When the war was over, Reinhardt came to England for a reunion with Grappelli. They recorded some titles in London with the "English Quintette" during January and February 1946 for EMI and Decca, using a rhythm section consisting of English guitarists Jack Llewelyn and Alan Hodgkiss together with the Jamaican jazz bassist Coleridge Goode. Grappelli chose to remain in England, while Reinhardt returned to Paris before undertaking an only moderately successful visit to the United States, where he performed in a new style using an amplified archtop guitar with Duke Ellington's orchestra. On Reinhardt's return, he and Grappelli reunited periodically for concerts on occasions when the latter was visiting Paris; however, the pre-war Quintette was never re-formed. The pair also briefly toured Italy, where they were supported by an Italian rhythm section of piano, bass and drums; the tour was documented, with around 50 tracks recorded for an Italian radio station, about half of which can be heard on the album Djangology (released in 2005). This was to be the last set of recordings featuring the pair, with Reinhardt moving into a more bebop/modern jazz idiom and playing with younger French musicians prior to his early death in 1953, aged only 43.

Throughout the 1950s, Grappelli made occasional visits to the recording studio, but the opportunities for a swing violinist of his generation were becoming limited; despite attempts to modernise his style, Grappelli was never particularly interested in the bebop style which was then fashionable in the jazz world. He made a brief filmed appearance in Paul Paviot's 1957 film Django Reinhardt, in which he plays "Minor Swing" alongside Joseph Reinhardt, Henri Crolla and others. In the 1960s, Grappelli made regular appearances on the BBC Light Programme, French Public Radio, and the pirate station Radio Luxembourg. In 1967, he returned to Paris to take up a regular engagement providing music for diners at the "Le Toit de Paris" restaurant in the Paris Hilton Hotel, a position he kept up until 1972, for it provided regular work plus accommodation at the hotel. He played in a standard "lounge jazz" format, accompanied by a pianist and drummer. Grappelli was making a living, but by now had very little impact on the jazz world.

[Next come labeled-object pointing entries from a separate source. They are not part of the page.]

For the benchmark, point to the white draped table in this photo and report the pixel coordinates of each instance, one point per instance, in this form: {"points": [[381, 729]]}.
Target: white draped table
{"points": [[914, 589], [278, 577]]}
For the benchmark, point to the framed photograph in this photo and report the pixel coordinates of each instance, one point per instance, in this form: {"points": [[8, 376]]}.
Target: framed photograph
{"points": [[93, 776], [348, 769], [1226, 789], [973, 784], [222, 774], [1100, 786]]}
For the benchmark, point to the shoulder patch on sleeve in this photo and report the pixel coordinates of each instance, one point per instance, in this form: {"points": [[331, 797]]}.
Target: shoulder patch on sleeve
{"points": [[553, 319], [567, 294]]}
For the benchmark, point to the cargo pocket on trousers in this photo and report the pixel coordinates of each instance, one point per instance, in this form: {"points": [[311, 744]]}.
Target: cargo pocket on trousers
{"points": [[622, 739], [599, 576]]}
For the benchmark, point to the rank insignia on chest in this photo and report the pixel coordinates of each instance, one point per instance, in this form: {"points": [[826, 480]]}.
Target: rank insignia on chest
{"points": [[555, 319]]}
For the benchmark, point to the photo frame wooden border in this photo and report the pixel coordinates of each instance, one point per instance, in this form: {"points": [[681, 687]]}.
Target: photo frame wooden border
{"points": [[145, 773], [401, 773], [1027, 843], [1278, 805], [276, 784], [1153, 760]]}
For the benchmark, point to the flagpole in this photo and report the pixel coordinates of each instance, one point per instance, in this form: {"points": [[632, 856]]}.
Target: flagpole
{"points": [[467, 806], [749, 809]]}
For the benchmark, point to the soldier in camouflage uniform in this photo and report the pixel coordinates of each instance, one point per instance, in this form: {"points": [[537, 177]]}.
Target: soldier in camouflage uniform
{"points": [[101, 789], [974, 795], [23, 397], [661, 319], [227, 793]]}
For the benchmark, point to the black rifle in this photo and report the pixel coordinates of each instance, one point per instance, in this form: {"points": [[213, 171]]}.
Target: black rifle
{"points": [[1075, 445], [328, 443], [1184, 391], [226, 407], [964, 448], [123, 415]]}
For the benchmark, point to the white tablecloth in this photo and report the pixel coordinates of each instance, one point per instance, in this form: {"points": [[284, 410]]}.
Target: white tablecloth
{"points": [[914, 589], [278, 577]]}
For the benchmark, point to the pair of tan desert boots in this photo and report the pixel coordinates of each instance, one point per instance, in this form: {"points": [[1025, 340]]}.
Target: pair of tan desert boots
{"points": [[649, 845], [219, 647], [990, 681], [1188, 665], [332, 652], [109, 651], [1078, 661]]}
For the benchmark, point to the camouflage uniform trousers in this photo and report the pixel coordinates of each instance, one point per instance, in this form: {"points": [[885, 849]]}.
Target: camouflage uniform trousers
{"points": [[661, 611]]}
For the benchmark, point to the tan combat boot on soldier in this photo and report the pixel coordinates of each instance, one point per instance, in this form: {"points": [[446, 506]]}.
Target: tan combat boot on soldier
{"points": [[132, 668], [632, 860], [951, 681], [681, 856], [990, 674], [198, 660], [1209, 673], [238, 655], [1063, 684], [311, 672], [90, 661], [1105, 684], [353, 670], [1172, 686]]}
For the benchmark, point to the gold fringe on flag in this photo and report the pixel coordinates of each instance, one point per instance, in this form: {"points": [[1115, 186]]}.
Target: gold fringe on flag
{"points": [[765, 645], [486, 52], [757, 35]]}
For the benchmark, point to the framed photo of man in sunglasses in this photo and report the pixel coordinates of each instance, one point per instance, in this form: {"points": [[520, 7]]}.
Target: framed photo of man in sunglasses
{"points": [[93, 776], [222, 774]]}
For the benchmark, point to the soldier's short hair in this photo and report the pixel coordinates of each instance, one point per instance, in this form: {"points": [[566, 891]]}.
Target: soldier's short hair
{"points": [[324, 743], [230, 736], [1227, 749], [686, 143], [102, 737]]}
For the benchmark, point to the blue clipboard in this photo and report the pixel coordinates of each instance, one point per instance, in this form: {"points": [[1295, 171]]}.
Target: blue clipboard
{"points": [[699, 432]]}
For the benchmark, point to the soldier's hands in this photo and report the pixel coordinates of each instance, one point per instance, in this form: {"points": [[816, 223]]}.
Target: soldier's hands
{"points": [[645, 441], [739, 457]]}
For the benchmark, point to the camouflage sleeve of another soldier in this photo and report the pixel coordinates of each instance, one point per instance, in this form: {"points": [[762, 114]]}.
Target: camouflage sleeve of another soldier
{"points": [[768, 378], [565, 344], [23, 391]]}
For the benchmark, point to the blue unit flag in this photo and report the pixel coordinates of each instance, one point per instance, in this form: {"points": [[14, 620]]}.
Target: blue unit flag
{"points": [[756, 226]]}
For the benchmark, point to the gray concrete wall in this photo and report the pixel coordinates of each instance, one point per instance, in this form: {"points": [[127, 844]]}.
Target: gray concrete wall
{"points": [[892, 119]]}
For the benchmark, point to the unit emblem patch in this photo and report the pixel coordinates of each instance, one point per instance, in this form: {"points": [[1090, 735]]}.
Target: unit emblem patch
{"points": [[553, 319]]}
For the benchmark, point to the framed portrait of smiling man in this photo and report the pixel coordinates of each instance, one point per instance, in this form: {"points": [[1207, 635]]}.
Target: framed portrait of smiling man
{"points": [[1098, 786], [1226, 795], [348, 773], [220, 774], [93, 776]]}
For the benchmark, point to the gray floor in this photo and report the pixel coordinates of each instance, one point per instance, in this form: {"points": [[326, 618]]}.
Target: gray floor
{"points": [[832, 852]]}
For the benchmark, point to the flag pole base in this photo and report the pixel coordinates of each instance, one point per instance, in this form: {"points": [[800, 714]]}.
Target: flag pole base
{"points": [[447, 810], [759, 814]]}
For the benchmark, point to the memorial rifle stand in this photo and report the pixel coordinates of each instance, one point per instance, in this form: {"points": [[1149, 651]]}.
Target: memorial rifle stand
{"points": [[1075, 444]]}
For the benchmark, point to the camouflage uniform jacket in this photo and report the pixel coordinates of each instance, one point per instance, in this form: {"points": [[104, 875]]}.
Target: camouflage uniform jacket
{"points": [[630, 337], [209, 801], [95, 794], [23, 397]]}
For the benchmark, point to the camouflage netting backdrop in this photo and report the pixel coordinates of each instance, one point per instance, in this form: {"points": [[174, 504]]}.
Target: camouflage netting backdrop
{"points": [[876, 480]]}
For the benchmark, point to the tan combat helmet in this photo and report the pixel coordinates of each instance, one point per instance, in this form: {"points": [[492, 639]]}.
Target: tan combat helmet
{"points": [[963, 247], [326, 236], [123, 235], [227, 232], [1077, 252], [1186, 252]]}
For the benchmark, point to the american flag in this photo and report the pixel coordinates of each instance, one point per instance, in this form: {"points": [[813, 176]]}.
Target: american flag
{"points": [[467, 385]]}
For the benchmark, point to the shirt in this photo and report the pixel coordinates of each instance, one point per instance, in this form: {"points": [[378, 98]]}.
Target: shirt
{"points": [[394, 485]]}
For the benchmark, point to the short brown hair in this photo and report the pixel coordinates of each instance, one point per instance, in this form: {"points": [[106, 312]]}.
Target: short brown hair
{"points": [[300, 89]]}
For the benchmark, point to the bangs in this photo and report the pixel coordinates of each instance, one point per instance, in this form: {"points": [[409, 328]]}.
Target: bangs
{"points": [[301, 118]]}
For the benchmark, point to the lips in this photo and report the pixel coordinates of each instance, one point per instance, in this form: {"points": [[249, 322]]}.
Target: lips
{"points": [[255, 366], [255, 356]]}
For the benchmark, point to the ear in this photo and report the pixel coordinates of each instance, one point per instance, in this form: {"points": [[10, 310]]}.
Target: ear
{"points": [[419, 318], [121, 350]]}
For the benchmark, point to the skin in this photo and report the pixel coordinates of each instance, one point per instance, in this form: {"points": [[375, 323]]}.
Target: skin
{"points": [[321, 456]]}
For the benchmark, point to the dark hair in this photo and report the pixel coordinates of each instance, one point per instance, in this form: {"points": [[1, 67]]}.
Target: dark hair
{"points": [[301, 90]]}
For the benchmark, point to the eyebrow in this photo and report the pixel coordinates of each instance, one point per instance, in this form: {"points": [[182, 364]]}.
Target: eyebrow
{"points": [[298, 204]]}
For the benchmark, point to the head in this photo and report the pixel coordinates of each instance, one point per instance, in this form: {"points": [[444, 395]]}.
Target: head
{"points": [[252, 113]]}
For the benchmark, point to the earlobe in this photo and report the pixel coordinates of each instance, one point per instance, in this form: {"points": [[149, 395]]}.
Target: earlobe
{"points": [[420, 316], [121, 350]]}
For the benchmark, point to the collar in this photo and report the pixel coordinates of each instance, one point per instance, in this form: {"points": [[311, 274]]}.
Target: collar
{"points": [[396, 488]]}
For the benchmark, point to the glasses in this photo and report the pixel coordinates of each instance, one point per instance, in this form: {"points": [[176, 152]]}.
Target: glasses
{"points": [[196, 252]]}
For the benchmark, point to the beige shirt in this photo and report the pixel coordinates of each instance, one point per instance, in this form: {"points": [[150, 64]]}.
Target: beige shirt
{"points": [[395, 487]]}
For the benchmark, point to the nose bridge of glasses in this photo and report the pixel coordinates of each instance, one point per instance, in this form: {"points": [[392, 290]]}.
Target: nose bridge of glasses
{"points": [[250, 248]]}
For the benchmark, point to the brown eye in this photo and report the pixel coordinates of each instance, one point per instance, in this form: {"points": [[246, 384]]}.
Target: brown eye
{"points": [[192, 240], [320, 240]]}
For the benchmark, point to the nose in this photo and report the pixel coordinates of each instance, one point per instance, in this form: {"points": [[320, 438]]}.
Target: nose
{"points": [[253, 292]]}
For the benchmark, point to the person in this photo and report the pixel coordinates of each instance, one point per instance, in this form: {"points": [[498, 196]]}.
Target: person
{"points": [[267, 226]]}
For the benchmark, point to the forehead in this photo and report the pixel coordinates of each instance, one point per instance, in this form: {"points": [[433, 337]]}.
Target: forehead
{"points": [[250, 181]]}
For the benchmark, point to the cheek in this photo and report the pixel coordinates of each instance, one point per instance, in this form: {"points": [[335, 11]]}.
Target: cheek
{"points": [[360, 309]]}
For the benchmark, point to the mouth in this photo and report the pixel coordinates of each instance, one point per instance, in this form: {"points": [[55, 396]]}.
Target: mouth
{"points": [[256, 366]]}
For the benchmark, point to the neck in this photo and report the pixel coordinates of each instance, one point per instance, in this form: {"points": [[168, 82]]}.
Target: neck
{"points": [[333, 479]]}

In 1971, British chat-show host Michael Parkinson, a longtime jazz fan, came up with the idea of including Grappelli on his show Parkinson, where he would be joined by the classical violinist Yehudi Menuhin, with the two musicians performing a duet. Although Menuhin had no jazz training and a distinctly classical style of playing, the result went down very well with the British public. The pair went on to record three collaborative albums between 1972 and 1976, with Menuhin playing parts written out by Grappelli while the latter improvised in a classic jazz fashion. During their appearance on Parkinson's show, Menuhin played his prized Stradivari dating from 1714, while Grappelli revealed his instrument was made by Goffredo Cappa in 1695.

In 1973, British guitarist Diz Disley had the idea of prising Grappelli away from his "lounge jazz" format with piano players to play once again with the backing of acoustic guitars and double bass, re-creating a version of the "Hot Club" sound, but now with Grappelli as sole leader. Grappelli's reservations about returning to this format were dissipated following a rapturous reception for the "new" (old) format group at that year's Cambridge Folk Festival, after which he favoured the guitar-based trio (with double bass) for a series of increasingly successful concert tours around the globe. These tours would virtually occupy the remainder of Grappelli's life; away from the touring circuit, however, he also favoured numerous other instrumental combinations on record. Other guitarists in the British "Diz Disley Trio" providing his instrumental backing over the years included Denny Wright, Ike Isaacs, the Irish guitarist Louis Stewart, John Etheridge and Martin Taylor, while double bass was often provided by Dutchman Jack Sewing; in his later years, Grappelli also used a Parisian trio which included guitarist Marc Fosset and bassist Patrice Caratini.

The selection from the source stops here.